Declarative Beats Imperative: Transforming Data In JavaScript

Jakub HolyApril 10th, 2015Last Updated: April 6th, 2015

0 66 3 minutes read

The product I am working on is a fairly typical web application, based on React.js and Node.js. Its main task is to fetch data from different REST-ish services, combine them, and present them in an attractive manner to users.

This data extraction and transformation – keeping only the items and properties we care about and structuring them in a way well aligned with the needs of the UI – is thus crucial. I would like to share our journey from an imperative implementation of this process to a much more reader-friendly declarative one.

For example, here is some JSON data we get back from a REST service:

[{
    productId: '42',
    type: 'TEAPOT',
    subProducts: [{
        productNumber: 'ch132',
        name: 'Kyusu Teapot',
        dealerDetails: [
          { dealerGroup: 'webshop', rank: 1 }
        ]}]}];

And here is what we would like to transform it into:

{
  '42': {
    'productId': '42',
    'variations': {
      'ch132': {
        'productNumber': 'ch132',
        'name': 'Kyusu Teapot',
      }
    },
    'selectedSubProductId': 'ch132'
  }}

My first implementation was functional, using the wonderful functional library lodash, but rather imperative. We had a series of functions that transformed some vague JavaScript object / JSON into something else. It looked something like this:

_.chain(data)
	.groupBy('productId')
	.mapValues(_.flow(_.first, transformProduct))
	.value();

function transformProduct(product) {
    return {
        productId: product.productId,
        variations: _.chain(product.subProducts)
            .groupBy('productNumber')
            .mapValues(_.flow(_.first, transformSubProduct)) // transformSubProduct not shown
            .value();
    };
}
// + more stuff left out

The problem was that it was difficult to see the structure of both the input data and transformed output data. Without a good knowledge of the structure of the data being processed and the desired outcome, it was difficult to understand the code. It was also difficult to add additional processing, such as the generation of a “transformation audit log,” to the process.
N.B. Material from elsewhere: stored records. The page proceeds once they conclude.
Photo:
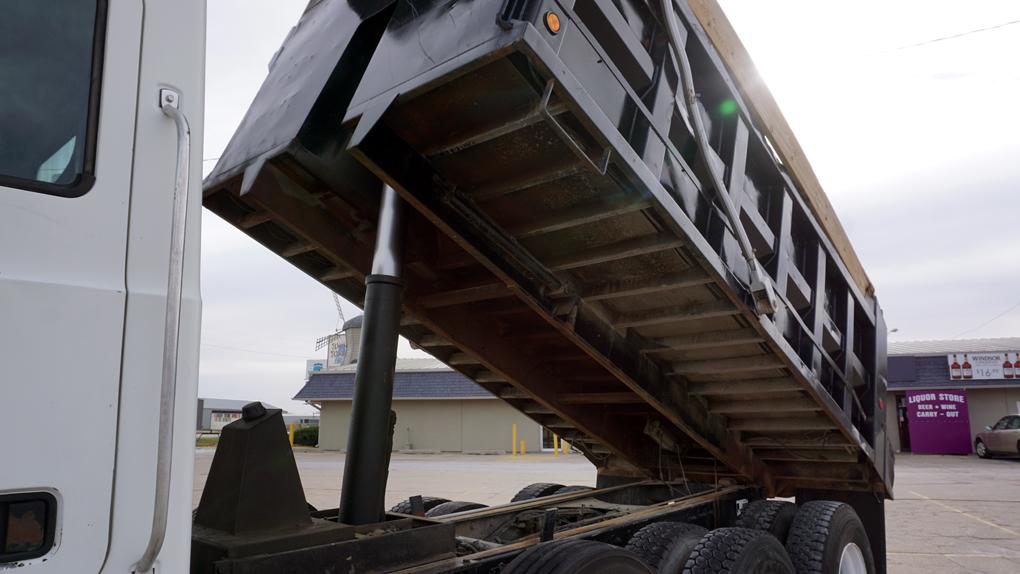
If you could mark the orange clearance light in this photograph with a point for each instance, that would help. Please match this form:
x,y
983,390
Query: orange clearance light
x,y
553,21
Then a smart colleague of mine, Alex York, did a part of the transformation in a nice, declarative way. Inspired, I reimplemented the whole thing to be much more declarative. The core is a nested data structure resembling closely the desired output data with the addition of processing instructions. Here is a simplified example:

var productCatalogTransformationDefinition = {
    type: 'map',
    singleGroupBy: 'productId',
    elementValue: {
        productId: 'productId',
        variations: {
            selector: 'subProducts',
            singleGroupBy: 'productNumber',
            elementValue: {
                productNumber: 'productNumber',
                name: 'name',
                images: {
                    selector: 'additionalDetailsList',
                    filter: function(it) { return it.name.search(/^IMAGE\d+$/) === 0; },
                    elementValue: 'value'
                }
            }
        }
// + function transform(rawData, transformationDefinition) - see
//   the source code linked below

As you can see, each output value is specified by an object that defines what operations (based on lodash) to perform on the current “sourceElement” to produce it. It is our transformer module which uses this “transformDefinition” along with the JSON input data (typically from a REST service) which performs the task of turning the input data into the desired output data structure.

Pros & Cons

Pros:

Explicit output data form => easier to understand code
Declarative processing enables us to add additional functionality to it such as audit log

Cons:

The code is longer (but the difference gets smaller as we do more or more complex transformations)
The declarative transformations are much less flexible than manual transform code (but good for what we need); for example currently it only supports transforming all elements of a collection in the same way and not e.g. based on their type. (Though we could introduce some kind of an “unionElement” for that.)

Conclusion

The declarative transformation is much easier to understand. It is also fairly easy to add additional functionality, e.g. to log the data subset being processed at a particular stage when troubleshooting or to create an audit log of the processing so that missing or bad output data can easily be traced to the cause.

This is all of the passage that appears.